Very good point. When using the log-rank test (and its more general case: the score test for a proportional hazards model with covariates) for the purposes of frequentist null hypothesis testing, the assumption of proportionality is satisfied by the fact that the two treatments are assumed to be identical (the survival curves fully overlap with each other and the HR is constantly 1). In cases where that assumption substantially deviates from the truth, it makes sense that the operating characteristics of these tests would be suboptimal.

1 Like

Thank you all for your comments.
I think we can isolate here two separate issues:

1. The use of POD24 as a surrogate for OS

I found this interesting editorial in the Journal of Clinical Oncology by Fengmin Zhao.
Zhao reviews very nicely the evolution of the criteria for surrogacy since the landmark description by Prentice in 1989, and comments on a publication by Zer et al investigating the trial-level surrogacy of PFS and ORR for OS in patients with advanced soft tissue sarcoma.

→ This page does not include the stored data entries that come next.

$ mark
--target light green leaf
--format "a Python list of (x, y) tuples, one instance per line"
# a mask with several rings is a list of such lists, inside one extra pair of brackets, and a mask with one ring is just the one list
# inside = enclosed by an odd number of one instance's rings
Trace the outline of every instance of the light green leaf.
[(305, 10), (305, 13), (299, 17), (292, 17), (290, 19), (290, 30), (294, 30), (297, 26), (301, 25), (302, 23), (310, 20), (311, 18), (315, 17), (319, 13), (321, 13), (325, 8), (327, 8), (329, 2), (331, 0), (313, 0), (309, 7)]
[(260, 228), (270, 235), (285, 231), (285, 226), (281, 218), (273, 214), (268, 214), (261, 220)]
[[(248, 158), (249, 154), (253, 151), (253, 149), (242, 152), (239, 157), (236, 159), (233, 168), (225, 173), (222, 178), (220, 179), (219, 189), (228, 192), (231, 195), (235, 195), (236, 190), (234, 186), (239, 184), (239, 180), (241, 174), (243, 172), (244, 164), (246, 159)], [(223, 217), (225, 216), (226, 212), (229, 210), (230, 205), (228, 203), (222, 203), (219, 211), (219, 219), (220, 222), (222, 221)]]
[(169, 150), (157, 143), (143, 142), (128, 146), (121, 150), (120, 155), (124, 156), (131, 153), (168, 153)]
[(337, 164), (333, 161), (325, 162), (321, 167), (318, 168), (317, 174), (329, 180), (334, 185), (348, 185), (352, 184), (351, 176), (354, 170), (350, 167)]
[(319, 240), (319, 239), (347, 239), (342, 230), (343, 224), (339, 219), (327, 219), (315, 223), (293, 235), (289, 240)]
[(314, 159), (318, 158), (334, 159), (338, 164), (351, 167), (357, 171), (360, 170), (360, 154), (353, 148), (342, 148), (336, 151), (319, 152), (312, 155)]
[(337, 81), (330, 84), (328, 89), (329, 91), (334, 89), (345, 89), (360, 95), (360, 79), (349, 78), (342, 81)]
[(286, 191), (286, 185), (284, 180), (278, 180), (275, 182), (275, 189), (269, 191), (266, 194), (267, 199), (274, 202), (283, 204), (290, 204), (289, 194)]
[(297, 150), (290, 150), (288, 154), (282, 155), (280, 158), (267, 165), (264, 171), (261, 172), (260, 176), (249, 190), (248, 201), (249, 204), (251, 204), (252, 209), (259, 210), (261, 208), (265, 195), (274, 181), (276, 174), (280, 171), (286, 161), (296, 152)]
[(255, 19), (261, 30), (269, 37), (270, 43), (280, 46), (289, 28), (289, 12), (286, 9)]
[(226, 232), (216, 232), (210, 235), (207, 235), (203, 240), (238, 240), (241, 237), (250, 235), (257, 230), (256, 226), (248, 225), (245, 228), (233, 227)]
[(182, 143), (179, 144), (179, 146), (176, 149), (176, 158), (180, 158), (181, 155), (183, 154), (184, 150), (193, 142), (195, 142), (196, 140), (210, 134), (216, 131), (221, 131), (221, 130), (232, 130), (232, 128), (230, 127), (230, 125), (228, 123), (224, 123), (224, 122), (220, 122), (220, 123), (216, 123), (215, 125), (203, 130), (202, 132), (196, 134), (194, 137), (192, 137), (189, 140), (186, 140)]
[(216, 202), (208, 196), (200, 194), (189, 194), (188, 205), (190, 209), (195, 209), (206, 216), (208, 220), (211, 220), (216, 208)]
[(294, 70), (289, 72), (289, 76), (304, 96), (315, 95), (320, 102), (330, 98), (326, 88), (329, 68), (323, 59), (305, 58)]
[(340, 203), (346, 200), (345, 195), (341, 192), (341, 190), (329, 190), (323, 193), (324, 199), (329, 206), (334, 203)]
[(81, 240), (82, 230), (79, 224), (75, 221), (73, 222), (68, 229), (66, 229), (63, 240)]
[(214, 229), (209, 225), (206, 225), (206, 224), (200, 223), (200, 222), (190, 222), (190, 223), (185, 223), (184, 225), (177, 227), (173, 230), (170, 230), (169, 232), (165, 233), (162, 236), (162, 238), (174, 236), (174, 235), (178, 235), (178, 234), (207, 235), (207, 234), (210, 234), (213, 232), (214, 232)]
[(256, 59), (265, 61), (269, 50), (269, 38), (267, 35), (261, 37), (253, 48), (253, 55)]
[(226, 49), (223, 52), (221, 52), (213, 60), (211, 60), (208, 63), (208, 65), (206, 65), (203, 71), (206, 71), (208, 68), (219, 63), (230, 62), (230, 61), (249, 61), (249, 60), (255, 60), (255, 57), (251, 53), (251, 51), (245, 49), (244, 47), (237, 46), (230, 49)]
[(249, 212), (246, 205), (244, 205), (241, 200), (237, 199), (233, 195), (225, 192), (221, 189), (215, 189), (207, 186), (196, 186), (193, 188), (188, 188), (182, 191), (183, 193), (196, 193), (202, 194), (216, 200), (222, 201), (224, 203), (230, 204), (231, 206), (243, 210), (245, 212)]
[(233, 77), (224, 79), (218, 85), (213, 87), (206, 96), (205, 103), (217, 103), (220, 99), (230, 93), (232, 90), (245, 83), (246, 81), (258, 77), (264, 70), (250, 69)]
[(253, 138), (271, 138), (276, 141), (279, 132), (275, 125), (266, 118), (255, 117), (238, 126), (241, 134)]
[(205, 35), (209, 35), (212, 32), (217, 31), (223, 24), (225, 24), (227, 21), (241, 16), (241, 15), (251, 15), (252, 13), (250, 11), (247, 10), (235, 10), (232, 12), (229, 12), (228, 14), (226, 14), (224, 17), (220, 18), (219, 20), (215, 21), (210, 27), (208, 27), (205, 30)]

Zhao seems to have similar concerns regarding the use of an arbitrary timepoint for a time-to-event endpoint:

" In general, time-to-event outcomes assessed at a single time point (eg, 3-month and 6-month PFR) are easily affected by the choice of time point, do not take censoring into account, may be misleading if survival curves are erratic (eg, crossover), and likely do not correspond well with the hazard of the same end point (PFS).[21]
The median value of a time-to-event outcome (eg, median PFS) presents similar problems.[21]
For trial-level surrogacy validation, the HR includes all data from all patients and is the most appropriate measure for time-to-event outcomes."

2. The use of POD24 for individual risk prediction

I think we can easily agree that POD24 might not be ideal for individual risk prediction, losing the ‘time’ information by dichotomizing across the 24-month timepoint. As a general principle, categorizing continuous variable is extremely detrimental to modeling and individual risk prediction.